Groningen Museum’s presentation of the David Bowie Is exhibition was, in short, exceptional. On arrival we checked in our coats and bags and went to collect our headsets which we would listen to for the duration of our time spent in the museum. The tour began with an introduction into Bowie’s early life growing up in Bromley and his first forays in music before his breakthrough as a game-changer and innovator in the music industry. Accompanied by clips of Bowie interviews from the 1960’s onward, displays of his genuine costumes from his performances over his 50 or so odd years as a musician and preserved lyric sheets and music scores, it was really incredible to immerse yourself in the life of a man who aimed to spread so much happiness and inspiration through his music.
Bowie was undoubtedly the mastermind behind his own success. We learned at the exhibition that his first hit Space Oddity, was played to the background of visuals of Neil Armstrong landing on the moon in 1969, and so Bowie found instant fame in a gaining a wide audience garnered from such an event. From visiting the exhibition it was made very clear that he was a visionary of his time, who saw more to a musical performance than standing on his stage with a microphone and singing. Bowie was concerned with the music, staging, costume design and overall aesthetic purposes of his performances. I was quite honestly fascinated to watch his transformations throughout the years of his career. From Ziggy Stardust to The Thin White Duke to returning to his own persona in his later years, Bowie ultimately transformed how pop music was viewed in the 1960s and 1970s.
The above clip of Bowie performing Starman on the BBC on Top of the Pops in 1972 , showcases Bowie undertaking the Ziggy Stardust persona with the crazy red-brown hair and brightly coloured outfit.
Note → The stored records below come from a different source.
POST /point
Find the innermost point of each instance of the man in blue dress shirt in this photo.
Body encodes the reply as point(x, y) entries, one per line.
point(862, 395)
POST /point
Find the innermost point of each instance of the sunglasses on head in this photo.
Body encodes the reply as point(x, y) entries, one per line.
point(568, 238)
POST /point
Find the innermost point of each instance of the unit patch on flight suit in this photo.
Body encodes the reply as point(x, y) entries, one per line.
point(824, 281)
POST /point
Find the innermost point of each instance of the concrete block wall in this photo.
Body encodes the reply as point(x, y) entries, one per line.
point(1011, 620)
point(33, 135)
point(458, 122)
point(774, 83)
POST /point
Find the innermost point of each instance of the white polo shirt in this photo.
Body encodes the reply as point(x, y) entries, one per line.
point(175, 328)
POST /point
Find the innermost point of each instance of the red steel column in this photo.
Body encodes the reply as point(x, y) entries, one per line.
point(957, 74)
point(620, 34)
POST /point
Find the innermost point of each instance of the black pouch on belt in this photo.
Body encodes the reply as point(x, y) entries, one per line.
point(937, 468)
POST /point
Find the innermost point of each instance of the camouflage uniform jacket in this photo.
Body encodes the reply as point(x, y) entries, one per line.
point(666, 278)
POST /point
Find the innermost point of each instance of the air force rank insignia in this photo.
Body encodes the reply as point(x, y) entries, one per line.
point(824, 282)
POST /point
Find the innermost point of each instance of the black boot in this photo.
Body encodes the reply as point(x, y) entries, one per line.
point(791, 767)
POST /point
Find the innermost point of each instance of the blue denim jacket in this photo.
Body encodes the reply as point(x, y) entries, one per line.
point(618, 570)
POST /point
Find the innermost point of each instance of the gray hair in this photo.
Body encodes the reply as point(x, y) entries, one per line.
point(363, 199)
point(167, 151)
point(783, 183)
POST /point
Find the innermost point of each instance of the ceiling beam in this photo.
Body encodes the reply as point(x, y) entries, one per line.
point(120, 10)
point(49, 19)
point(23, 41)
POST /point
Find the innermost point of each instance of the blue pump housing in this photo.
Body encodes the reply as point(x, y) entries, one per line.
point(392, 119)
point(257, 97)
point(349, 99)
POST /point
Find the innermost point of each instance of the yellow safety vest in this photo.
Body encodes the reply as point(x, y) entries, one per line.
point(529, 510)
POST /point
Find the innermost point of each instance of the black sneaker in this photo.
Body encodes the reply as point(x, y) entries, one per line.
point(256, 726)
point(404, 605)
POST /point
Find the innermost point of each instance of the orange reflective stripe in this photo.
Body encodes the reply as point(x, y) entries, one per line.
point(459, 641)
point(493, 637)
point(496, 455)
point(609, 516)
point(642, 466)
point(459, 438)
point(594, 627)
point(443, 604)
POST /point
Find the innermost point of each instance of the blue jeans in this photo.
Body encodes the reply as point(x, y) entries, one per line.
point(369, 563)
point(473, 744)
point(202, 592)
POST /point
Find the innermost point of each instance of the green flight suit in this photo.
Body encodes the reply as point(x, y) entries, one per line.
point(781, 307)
In many ways, this performance marked the beginning of Bowie’s intentions as a musician, artist and performer; his androgynous appearance blurs the lines between masculine and feminine. One of Bowie’s earliest costume designers, Kansai Yamamoto who collaborated with Bowie on many of his outfit designs, noted that Bowie suited his flamboyant designs as he had the face of a man, but also that of a woman and so he raised the question in people’s minds about what it meant to be masculine and what it meant to be feminine. Over the years Bowie returned to lyrics and personas concerning outer space and aliens and in many ways the alien motif greatly sums up what Bowie tried to do in the music industry throughout the years; he created characters that were eccentric and outsiders, but characters who had so much to tell the world.
I could go on and on about how talented David Bowie is, his contribution to the fashion world and of course, his success as an actor, but the exhibition really speaks for itself. If anyone has a chance to visit it, it runs in Groningen Museum until the 10th April. If you don’t get the chance to visit, I would highly recommend taking half an hour of your time to watch his clips on YouTube or read up on his incredible life, because you won’t be disappointed. Undoubtedly David Bowie has left an incredible impression on millions of fans around the globe, and having visited this exhibition and learning about his life and career, I can safely say that I too can now classify myself as a fan.